LVII. The Development of Material Knowledge
THROUGHOUT the seventeenth and eighteenth centuries and the opening years of the nineteenth century, while these conflicts of the powers and princes were going on in Europe, and the patchwork of the treaty of Westphalia (1648) was changing kaleidoscopically into the patchwork of the treaty of Vienna (1815), and while the sailing ship was spreading European influence throughout the world, a steady growth of knowledge and a general clearing up of men's ideas about the world in which they lived was in progress in the European and Europeanized world.
It went on disconnected from political life, and producing throughout the seventeenth and eighteenth centuries no striking immediate results in political life. Nor was it affecting popular thought very profoundly during this period. These reactions were to come later, and only in their full force in the latter half of the nineteenth century. It was a process that went on chiefly in a small world of prosperous and independent-spirited people. Without what the English call the "private gentleman," the scientific process could not have begun in Greece, and could not have been renewed in Europe. The universities played a part but not a leading part in the philosophical and scientific thought of this period. Endowed learning is apt to be timid and conservative learning, lacking in initiative and resistent to innovation, unless it has the spur of contact with independent minds.
We have already noted the formation of the Royal Society in 1662 and its work in realizing the dream of Bacon's New Atlantis. Throughout the eighteenth century there was much clearing up of general ideas about matter and motion, much mathematical advance, a systematic development of the use of optical glass in microscope and telescope, a renewed energy in classificatory natural history, a great revival of anatomical science.
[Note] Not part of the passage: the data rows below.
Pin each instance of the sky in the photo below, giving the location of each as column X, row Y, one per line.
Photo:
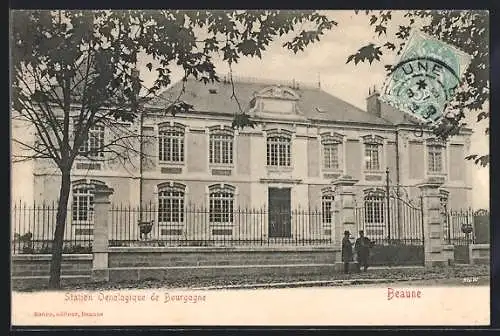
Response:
column 326, row 61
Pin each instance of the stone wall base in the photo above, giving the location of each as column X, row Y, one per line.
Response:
column 436, row 263
column 213, row 272
column 100, row 275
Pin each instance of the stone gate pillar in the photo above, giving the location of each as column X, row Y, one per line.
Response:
column 100, row 245
column 432, row 223
column 344, row 218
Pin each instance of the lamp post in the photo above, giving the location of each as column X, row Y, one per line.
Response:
column 388, row 205
column 144, row 226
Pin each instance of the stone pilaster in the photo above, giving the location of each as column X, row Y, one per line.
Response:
column 100, row 245
column 344, row 218
column 433, row 224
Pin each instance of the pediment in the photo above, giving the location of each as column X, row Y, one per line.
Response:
column 278, row 92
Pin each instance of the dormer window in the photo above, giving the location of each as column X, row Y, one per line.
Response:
column 275, row 100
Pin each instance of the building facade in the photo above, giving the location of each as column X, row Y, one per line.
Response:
column 303, row 140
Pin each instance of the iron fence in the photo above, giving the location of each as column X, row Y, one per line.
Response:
column 192, row 225
column 396, row 222
column 33, row 226
column 459, row 228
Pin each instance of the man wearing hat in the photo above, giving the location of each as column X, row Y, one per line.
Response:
column 346, row 251
column 362, row 247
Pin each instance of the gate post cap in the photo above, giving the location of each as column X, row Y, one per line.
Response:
column 102, row 193
column 345, row 180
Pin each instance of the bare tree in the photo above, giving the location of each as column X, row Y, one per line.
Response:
column 72, row 71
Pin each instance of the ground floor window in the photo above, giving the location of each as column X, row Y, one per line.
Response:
column 221, row 204
column 171, row 204
column 374, row 215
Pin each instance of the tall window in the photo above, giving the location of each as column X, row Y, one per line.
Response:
column 372, row 157
column 327, row 208
column 83, row 204
column 221, row 146
column 221, row 199
column 331, row 156
column 94, row 144
column 331, row 150
column 435, row 158
column 279, row 149
column 373, row 146
column 171, row 204
column 171, row 143
column 374, row 214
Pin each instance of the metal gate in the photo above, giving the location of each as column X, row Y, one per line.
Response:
column 395, row 225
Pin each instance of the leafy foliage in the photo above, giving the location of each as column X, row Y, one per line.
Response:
column 67, row 58
column 467, row 30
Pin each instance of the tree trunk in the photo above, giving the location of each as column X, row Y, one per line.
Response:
column 57, row 245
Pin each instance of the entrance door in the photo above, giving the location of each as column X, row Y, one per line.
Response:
column 279, row 213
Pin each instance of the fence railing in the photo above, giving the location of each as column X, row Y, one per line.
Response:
column 33, row 226
column 401, row 223
column 459, row 227
column 199, row 226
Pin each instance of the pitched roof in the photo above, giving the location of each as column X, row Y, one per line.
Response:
column 311, row 100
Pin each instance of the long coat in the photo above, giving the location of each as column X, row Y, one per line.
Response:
column 347, row 253
column 362, row 247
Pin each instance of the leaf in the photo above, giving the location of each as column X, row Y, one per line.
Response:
column 380, row 30
column 368, row 53
column 482, row 160
column 482, row 115
column 390, row 46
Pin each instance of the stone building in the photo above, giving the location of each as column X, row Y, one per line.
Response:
column 304, row 139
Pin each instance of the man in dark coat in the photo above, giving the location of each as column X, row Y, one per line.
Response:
column 346, row 251
column 362, row 247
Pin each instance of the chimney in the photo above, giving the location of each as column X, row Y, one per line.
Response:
column 373, row 102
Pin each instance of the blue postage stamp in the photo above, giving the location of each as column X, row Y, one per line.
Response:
column 425, row 78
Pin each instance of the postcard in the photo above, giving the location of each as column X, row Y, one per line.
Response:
column 250, row 167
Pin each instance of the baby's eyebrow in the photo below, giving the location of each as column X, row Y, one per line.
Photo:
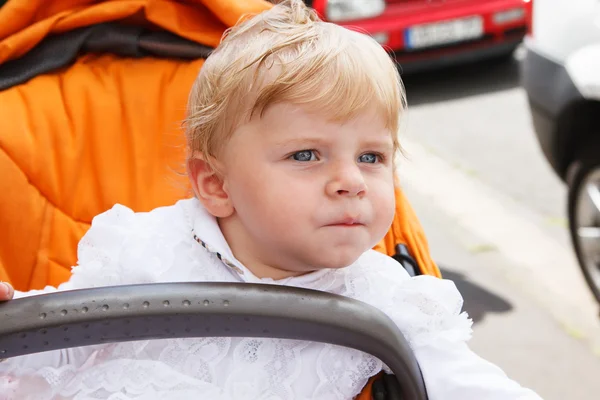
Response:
column 380, row 144
column 302, row 141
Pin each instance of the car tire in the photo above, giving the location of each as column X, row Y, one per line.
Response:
column 584, row 216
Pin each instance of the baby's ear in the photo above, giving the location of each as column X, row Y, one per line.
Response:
column 208, row 186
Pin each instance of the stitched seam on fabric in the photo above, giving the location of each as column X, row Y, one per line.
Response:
column 19, row 166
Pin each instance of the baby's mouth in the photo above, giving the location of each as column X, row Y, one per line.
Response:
column 347, row 222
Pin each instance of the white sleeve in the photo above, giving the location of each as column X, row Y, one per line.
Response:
column 438, row 335
column 428, row 311
column 100, row 263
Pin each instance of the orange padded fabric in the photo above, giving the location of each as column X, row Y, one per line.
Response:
column 105, row 130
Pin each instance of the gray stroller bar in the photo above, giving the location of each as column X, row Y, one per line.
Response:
column 181, row 310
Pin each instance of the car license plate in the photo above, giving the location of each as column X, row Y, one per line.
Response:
column 441, row 33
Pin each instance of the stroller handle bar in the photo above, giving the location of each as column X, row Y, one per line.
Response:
column 179, row 310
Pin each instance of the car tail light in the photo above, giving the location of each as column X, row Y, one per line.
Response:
column 347, row 10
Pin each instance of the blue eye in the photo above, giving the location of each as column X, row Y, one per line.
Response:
column 304, row 155
column 369, row 158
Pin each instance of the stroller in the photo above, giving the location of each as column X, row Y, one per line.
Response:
column 91, row 98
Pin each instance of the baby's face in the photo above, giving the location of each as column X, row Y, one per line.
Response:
column 308, row 193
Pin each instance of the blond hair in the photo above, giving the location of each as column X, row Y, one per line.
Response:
column 288, row 54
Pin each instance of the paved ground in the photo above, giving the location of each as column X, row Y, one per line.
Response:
column 494, row 214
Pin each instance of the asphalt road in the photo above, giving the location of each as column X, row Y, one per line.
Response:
column 494, row 214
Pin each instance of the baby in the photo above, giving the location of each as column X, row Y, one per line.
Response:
column 292, row 134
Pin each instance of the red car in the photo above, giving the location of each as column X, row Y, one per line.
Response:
column 435, row 33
The science of geology-foreshadowed by Aristotle and anticipated by Leonardo da Vinci (1452-1519)-began its great task of interpreting the Record of the Rocks.
The progress of physical science reacted upon metallurgy. Improved metallurgy, affording the possibility of a larger and bolder handling of masses of metal and other materials, reacted upon practical inventions. Machinery on a new scale and in a new abundance appeared to revolutionize industry.
In 1804 Trevithick adapted the Watt engine to transport and made the first locomotive. In 1825 the first railway, between Stockton and Darlington, was opened, and Stephenson's "Rocket," with a thirteen-ton train, got up to a speed of forty-four miles per hour. From 1830 onward railways multiplied. By the middle of the century a network of railways had spread all over Europe.
Here was a sudden change in what had long been a fixed condition of human life, the maximum rate of land transport. After the Russian disaster, Napoleon travelled from near Vilna to Paris in 312 hours. This was a journey of about 1,400 miles. He was travelling with every conceivable advantage, and he averaged under 5 miles an hour. An ordinary traveller could not have done this distance in twice the time. These were about the same maximum rates of travel as held good between Rome and Gaul in the first century A.D. Then suddenly came this tremendous change. The railways reduced this journey for any ordinary traveller to less than forty-eight hours. That is to say, they reduced the chief European distances to about a tenth of what they had been. They made it possible to carry out administrative work in areas ten times as great as any that had hitherto been workable under one administration. The full significance of that possibility in Europe still remains to be realized. Europe is still netted in boundaries drawn in the horse and road era. In America the effects were immediate. To the United States of America, sprawling westward, it meant the possibility of a continuous access to Washington, however far the frontier travelled across the continent. It meant unity, sustained on a scale that would otherwise have been impossible.
The steamboat was, if anything, a little ahead of the steam engine in its earlier phases. There was a steamboat, the Charlotte Dundas, on the Firth of Clyde Canal in 1802, and in 1807 an American named Fulton had a steamer, the Clermont, with British-built engines, upon the Hudson River above New York. The first steamship to put to sea was also an American, the Phoenix, which went from New York (Hoboken) to Philadelphia. So, too, was the first ship using steam (she also had sails) to cross the Atlantic, the Savannah (1819). All these were paddle-wheel boats and paddlewheel boats are not adapted to work in heavy seas. The paddles smash too easily, and the boat is then disabled. The screw steamship followed rather slowly. Many difficulties had to be surmounted before the screw was a practicable thing. Not until the middle of the century did the tonnage of steamships upon the sea begin to overhaul that of sailing ships. After that the evolution in sea transport was rapid. For the first time men began to cross the seas and oceans with some certainty as to the date of their arrival. The transatlantic crossing, which had been an uncertain adventure of several weeks-which might stretch to months-was accelerated, until in 1910 it was brought down, in the case of the fastest boats, to under five days, with a practically notifiable hour of arrival.